210392 Contribution of Environmental Drivers to Seasonality of Waterborne Infections: Novel Methodologies for Assessment

Wednesday, November 11, 2009: 10:30 AM

Elena Naumova, PhD , Department of Public Health and Community Medicine, Tufts School of Medicine, Boston, MA
Diseases which are climate and environment sensitive, such as waterborne or food-borne enteric infections, alternate periods of low endemic levels with outbreaks, forming a seasonal pattern. For example, in temperate climates illness caused by termo-sensitive bacteria (i.e., salmonella, campylobacter) rises in the summer and declines in the winter where as enteric infections caused by protozoa (i.e., cryptosporidium, giardia) exhibit a peak in the fall. Temporal patterns of diseases may be governed by factors related to increases in the probability of pathogen spread, transmission, and viability. Consistent temporal fluctuations for diseases with similar sources of exposure or routes of transmission suggest the presence of environmental factors that synchronize seasonal variation.

Although seasonality is a well-known phenomenon in the epidemiology of enteric infections, analytical tools for examination, evaluation, and comparison of seasonal patterns are insufficient limiting analysis of factors associated with variations. We offer a framework for seasonality assessment, and a parametric approach for evaluating peak timing and intensity. We will discuss the importance of proper aggregation for the time series and determination of the calendar year for each health outcome. We contrast our approach with non-parametric modeling and demonstrate this methodology on hospitalization data for environmentally driven diseases using examples related to the effect of extreme temperature and precipitation. This requires an appropriate definition of seasonality and analytic tools suitable for routine use. An understanding of how environmental factors influence human disease can improve disease forecasting, improve the design of integrated warning systems, and advance development of efficient outbreak detection algorithms.

Learning Objectives:
1. Describe waterborne diseases demonstrate a seasonal pattern which may be driven by climatic characteristics.

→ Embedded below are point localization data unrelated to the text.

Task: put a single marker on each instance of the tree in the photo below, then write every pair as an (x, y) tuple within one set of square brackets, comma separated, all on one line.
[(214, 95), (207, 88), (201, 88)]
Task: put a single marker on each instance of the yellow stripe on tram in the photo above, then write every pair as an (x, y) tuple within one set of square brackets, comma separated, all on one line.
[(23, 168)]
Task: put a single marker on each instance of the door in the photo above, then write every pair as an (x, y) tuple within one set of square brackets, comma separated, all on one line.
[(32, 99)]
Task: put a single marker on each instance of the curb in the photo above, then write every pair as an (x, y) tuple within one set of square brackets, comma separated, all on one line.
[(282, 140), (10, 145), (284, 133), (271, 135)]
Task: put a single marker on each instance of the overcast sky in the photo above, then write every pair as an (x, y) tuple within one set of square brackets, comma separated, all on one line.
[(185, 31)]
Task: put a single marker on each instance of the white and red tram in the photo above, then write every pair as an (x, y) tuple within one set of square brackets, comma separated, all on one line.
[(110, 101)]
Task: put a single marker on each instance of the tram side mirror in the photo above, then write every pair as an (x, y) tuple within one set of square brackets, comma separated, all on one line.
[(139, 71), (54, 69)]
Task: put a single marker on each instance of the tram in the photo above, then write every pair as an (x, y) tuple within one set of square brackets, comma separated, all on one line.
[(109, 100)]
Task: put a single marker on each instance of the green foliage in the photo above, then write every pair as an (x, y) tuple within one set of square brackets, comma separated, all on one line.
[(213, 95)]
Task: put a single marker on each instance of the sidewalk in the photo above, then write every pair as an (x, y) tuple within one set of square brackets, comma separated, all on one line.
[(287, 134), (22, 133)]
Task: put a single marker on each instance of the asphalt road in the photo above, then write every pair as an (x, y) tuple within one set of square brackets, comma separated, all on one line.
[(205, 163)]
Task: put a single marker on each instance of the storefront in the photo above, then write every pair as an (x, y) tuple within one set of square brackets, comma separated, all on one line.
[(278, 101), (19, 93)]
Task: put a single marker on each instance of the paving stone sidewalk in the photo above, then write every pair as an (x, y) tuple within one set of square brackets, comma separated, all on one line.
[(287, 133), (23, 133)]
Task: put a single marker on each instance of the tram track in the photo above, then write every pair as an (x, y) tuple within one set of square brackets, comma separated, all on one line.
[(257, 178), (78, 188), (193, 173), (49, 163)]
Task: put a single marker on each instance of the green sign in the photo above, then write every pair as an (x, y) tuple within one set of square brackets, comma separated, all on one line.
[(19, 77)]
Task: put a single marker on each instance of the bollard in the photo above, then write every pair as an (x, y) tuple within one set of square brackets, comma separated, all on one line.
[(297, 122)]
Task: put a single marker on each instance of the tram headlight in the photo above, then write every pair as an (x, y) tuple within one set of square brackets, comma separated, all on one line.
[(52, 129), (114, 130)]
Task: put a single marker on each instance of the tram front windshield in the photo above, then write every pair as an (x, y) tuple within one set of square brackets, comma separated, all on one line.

Presenting author's disclosure statement:

Qualified on the content I am responsible for because: I have conceptualized and conducted this work on my own.
Any relevant financial relationships? No

I agree to comply with the American Public Health Association Conflict of Interest and Commercial Support Guidelines, and to disclose to the participants any off-label or experimental uses of a commercial product or service discussed in my presentation.